Picture a Merkle tree as a stack of receipt bundles. First you bundle receipts two-by-two into "subtotal envelopes," then bundle pairs of those into "section envelopes," and finally the one remaining "grand-total envelope" is the root. Change any receipt and every envelope up the chain changes — and ultimately the grand-total envelope changes. An auditor only has to compare that one envelope.

The Merkle spine file: provable even after retention

Segment files are deleted according to the retention policy (Ch. 17, deletion and preservation). When records are deleted, do their leaf hashes disappear too?

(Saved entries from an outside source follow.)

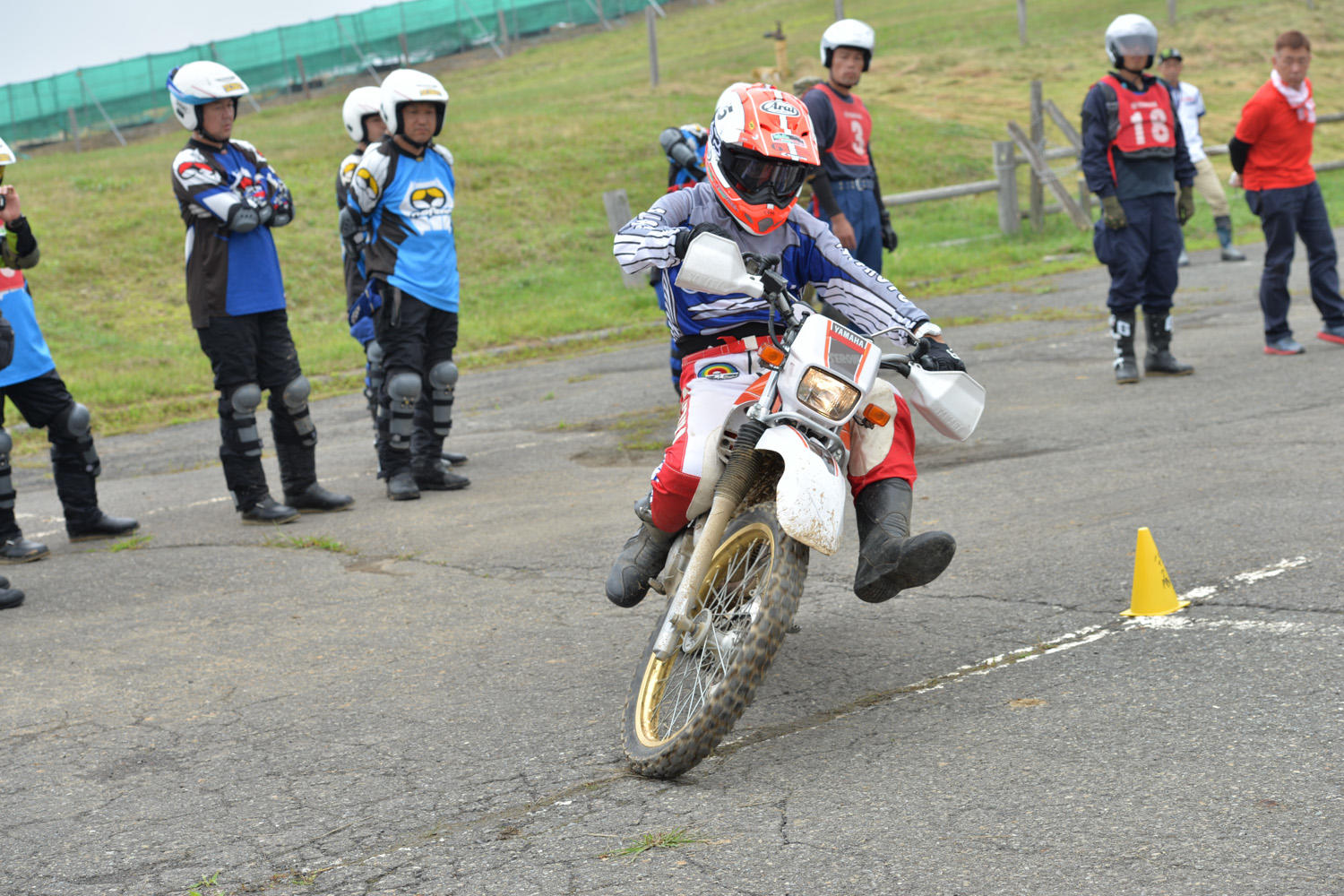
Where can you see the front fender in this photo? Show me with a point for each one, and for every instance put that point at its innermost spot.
(809, 497)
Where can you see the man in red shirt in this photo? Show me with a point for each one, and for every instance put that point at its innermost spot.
(1271, 159)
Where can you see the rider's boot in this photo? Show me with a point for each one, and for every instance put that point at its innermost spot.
(1160, 359)
(642, 559)
(889, 560)
(1123, 331)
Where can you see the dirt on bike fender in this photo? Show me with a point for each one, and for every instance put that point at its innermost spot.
(809, 495)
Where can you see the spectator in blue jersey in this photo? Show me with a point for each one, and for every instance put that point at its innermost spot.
(31, 383)
(403, 195)
(846, 193)
(365, 126)
(10, 598)
(685, 150)
(230, 199)
(761, 150)
(1134, 155)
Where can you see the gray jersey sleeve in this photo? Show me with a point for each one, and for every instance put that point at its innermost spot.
(650, 238)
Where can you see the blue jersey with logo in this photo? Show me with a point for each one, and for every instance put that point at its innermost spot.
(31, 357)
(228, 273)
(409, 207)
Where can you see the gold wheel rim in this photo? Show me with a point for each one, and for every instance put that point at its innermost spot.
(658, 673)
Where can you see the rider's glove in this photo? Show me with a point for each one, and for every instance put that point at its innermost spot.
(685, 237)
(889, 234)
(284, 204)
(1185, 204)
(1113, 211)
(933, 355)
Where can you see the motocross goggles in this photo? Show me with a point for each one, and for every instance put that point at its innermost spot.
(761, 180)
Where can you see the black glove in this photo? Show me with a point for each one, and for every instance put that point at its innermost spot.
(5, 343)
(1185, 204)
(685, 237)
(1113, 211)
(284, 206)
(933, 355)
(889, 234)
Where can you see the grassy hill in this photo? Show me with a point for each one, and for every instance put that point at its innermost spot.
(539, 136)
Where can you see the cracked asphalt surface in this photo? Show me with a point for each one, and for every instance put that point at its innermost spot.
(433, 705)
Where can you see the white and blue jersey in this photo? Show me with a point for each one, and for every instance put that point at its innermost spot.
(809, 253)
(408, 203)
(228, 273)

That's why there is a separate spine file called MerkleLog (merkle.spine). It persists only the 32-byte leaf hash of each record, independently of retention. Even after a record's payload is gone, its hash remains:

crates/quipu-core/src/merkle_log.rs — file format// [ "QMKL" magic ][ u8 version ][ leaf_0 (32B) ][ leaf_1 (32B) ] ...
// The spine is not subject to retention — hashes carry no payload,
// so keeping them forever leaks no secrets, and inclusion/consistency
// proofs remain generatable even after a purge.
Security note

A hash cannot be reversed to recover the original (one-wayness), so keeping leaf hashes indefinitely does not leak confidential information. Keeping the records themselves indefinitely, on the other hand, could violate regulations like GDPR. Retaining only the hashes achieves the ideal balance: "provable, but not readable."

Recap

  • Merkle tree: leaves (record hashes) → interior nodes (hash of two child hashes) → one root (32 bytes) that commits the entire log.
  • RFC 6962 rules: leaves use SHA-256(0x00 || record), interior nodes use SHA-256(0x01 || left || right). The prefixes block confusion attacks.
  • Roots keeps only peaks, making appends amortized O(1) with O(log n) space.
  • The merkle.spine file preserves leaf hashes separately → proofs remain possible after retention.
Check yourself

① In a Merkle tree with n=5, split(5)=4. The left subtree has 4 leaves and the right has 1. What is the root of the right subtree?
② What attack becomes possible if you remove the leaf prefix 0x00 and interior node prefix 0x01? Explain.
③ Why can the Roots struct compute the current root in O(log n) space and time while maintaining only a list of peaks?